Однако они далеко не сразу пошли на мир с «варварской» соседкой. Ништадтские переговоры оказались сложными для дипломатов Петра. Новый шведский король Фредерик I и Государственный совет поначалу вели себя в лучших традициях Карла XII — со спесью и упрямством. К лету 1721 года русский флот и сухопутная армия были готовы к вторжению в Швецию. Но Пётр I не упускал и возможность морального давления на противника. Он использовал притязания герцога Карла Фридриха, обладавшего сторонниками в Стокгольме21. Ведь старшая сестра Карла XII и её потомство пользовались преимуществом при занятии освободившегося трона перед младшей и её супругом. Королева Ульрика Элеонора просто перехватила венец. Недаром муж, отправляясь на осаду Фредрикстена, приказал ей немедленно короноваться, если с королём что-то случится.
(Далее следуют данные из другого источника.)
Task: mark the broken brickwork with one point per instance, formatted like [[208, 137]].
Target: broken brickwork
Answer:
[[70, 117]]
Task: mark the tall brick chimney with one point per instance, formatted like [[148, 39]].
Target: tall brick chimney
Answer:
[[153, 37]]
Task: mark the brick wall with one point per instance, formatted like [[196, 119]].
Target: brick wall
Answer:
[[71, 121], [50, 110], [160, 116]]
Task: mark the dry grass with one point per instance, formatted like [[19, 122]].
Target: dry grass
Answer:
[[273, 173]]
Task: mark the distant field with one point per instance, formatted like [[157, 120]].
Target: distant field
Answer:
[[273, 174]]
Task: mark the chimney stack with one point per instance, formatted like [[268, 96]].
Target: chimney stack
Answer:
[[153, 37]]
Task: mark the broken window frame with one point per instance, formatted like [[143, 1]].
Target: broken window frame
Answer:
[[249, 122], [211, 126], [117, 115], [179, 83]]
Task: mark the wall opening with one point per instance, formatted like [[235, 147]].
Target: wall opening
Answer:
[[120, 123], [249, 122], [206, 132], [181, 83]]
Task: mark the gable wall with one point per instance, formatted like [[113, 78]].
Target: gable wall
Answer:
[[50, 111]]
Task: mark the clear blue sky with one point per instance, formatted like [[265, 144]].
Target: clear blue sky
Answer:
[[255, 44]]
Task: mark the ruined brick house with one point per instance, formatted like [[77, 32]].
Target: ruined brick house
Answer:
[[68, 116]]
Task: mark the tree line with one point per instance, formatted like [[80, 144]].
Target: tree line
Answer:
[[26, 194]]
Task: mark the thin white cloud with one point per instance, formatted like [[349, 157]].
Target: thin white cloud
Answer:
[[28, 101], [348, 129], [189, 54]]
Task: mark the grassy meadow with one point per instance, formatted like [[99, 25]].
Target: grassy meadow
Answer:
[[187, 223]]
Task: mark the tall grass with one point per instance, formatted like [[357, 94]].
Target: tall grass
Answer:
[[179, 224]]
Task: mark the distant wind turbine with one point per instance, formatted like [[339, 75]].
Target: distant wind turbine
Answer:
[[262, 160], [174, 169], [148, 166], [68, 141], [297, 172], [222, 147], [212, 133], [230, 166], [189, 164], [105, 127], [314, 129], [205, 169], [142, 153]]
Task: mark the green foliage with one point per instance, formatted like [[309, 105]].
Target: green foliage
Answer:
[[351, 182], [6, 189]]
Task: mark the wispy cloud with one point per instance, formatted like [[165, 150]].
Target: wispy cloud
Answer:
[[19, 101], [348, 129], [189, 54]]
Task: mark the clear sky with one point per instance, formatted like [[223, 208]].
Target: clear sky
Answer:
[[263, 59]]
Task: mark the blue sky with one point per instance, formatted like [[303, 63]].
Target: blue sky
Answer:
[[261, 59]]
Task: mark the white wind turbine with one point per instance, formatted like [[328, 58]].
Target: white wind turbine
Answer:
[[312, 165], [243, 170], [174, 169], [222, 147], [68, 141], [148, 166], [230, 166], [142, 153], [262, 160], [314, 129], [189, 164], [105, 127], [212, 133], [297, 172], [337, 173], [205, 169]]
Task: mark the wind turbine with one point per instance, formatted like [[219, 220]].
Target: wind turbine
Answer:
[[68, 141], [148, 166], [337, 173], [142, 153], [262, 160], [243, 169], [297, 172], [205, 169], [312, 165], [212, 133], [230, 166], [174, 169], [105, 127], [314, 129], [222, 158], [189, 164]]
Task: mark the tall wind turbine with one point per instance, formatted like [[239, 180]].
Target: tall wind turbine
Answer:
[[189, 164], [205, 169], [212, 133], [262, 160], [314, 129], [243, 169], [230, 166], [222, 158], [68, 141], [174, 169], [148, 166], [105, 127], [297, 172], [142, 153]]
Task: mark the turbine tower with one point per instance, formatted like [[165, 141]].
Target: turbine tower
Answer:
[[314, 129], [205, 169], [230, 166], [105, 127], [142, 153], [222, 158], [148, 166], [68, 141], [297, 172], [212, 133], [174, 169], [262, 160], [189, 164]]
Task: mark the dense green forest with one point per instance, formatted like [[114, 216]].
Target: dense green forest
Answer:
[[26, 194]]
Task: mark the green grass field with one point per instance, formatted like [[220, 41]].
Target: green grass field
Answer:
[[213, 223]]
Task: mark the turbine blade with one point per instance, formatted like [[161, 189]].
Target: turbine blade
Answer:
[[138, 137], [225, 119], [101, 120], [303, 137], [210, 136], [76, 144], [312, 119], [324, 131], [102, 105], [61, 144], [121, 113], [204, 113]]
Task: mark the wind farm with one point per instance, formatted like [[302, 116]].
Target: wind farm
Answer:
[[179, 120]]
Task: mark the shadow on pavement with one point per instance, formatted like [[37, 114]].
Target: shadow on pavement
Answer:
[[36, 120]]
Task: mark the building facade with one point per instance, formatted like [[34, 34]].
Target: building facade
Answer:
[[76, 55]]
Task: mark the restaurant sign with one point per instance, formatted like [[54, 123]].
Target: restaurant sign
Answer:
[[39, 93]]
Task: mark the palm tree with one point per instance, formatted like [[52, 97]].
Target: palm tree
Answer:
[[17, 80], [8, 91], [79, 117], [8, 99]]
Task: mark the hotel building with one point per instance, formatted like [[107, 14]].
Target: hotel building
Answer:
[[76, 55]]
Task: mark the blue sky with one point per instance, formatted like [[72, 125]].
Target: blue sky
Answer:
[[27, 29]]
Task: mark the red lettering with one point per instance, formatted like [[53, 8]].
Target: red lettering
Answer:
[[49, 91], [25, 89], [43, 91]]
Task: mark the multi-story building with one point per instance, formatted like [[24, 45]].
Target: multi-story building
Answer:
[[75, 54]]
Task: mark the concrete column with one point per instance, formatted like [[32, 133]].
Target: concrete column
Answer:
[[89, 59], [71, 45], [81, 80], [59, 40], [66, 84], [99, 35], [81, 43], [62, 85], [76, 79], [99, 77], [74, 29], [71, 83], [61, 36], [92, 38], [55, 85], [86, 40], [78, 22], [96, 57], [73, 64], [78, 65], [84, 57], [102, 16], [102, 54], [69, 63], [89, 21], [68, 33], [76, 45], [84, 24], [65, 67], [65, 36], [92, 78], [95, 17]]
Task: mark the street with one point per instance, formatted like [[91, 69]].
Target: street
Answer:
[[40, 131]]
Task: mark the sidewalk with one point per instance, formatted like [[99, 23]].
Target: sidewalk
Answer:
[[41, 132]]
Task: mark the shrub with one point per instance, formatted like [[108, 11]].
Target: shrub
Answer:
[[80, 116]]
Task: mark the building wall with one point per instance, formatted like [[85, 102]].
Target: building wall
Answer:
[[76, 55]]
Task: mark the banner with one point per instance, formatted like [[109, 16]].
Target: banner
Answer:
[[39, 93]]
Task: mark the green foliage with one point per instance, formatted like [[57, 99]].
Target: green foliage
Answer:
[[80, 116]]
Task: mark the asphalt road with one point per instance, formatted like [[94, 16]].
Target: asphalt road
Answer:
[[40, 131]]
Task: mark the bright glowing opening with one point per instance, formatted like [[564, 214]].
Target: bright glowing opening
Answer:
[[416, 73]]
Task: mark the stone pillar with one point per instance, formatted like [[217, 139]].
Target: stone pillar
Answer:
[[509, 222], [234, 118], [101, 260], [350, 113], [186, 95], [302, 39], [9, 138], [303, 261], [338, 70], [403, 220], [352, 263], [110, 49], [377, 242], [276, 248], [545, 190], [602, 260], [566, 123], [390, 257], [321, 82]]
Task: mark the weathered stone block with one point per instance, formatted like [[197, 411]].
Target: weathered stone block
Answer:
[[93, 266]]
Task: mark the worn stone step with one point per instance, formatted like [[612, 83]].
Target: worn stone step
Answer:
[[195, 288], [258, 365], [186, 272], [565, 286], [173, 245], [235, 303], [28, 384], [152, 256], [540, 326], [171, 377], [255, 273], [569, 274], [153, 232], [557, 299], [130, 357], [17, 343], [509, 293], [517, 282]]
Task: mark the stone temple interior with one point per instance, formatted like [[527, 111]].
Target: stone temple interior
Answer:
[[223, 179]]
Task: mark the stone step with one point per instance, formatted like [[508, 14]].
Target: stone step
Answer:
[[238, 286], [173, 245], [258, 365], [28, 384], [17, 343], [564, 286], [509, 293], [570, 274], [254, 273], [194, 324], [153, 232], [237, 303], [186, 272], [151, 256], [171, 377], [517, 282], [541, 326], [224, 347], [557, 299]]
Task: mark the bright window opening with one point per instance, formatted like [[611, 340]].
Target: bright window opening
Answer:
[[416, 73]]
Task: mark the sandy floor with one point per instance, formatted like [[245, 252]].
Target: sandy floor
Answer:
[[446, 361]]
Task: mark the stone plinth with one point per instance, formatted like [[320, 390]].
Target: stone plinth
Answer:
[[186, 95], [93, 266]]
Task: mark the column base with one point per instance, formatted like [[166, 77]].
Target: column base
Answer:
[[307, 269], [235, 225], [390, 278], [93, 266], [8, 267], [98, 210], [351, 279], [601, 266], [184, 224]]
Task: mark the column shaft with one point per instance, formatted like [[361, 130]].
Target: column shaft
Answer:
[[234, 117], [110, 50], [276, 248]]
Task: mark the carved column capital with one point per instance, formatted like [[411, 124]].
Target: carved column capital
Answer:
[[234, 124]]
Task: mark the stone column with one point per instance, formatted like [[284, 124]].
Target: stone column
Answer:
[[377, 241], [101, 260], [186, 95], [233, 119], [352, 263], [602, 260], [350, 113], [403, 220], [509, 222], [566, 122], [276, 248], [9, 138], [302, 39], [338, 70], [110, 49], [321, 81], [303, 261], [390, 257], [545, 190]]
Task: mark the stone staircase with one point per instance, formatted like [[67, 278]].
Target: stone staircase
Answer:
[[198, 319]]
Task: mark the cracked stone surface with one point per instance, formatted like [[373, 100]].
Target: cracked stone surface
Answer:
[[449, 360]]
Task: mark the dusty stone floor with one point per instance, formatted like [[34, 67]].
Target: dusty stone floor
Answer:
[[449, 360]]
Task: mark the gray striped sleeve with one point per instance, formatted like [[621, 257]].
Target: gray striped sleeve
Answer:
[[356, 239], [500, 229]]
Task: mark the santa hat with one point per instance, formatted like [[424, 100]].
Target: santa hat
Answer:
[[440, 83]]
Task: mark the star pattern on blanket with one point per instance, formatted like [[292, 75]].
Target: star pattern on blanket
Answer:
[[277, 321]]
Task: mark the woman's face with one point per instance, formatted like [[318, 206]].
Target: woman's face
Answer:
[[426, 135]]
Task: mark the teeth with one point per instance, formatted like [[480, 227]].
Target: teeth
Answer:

Красноречивая оговорка.
Законность новой шведской монаршей четы вызывала сомнения, приправленные слухами о мрачных обстоятельствах гибели Карла XII. В этих условиях другой претендент был как нельзя кстати. Пётр I начал приближать племянника своего заклятого врага за несколько лет до трагических событий под Фредрикстеном. Ещё в 1713 году в Петербурге прошли переговоры о возможной женитьбе юного герцога Голштинского на одной из дочерей Петра, но настоящий интерес Карл Фридрих вызвал у будущего тестя только к весне 1721 года, когда понадобилось как следует надавить на Швецию на переговорах. В марте они встретились в Риге, а в июле герцог прибыл в Россию. Это вызвало объяснимую тревогу Фредерика I, который понял, что может лишиться короны, если промедлит с заключением мира22.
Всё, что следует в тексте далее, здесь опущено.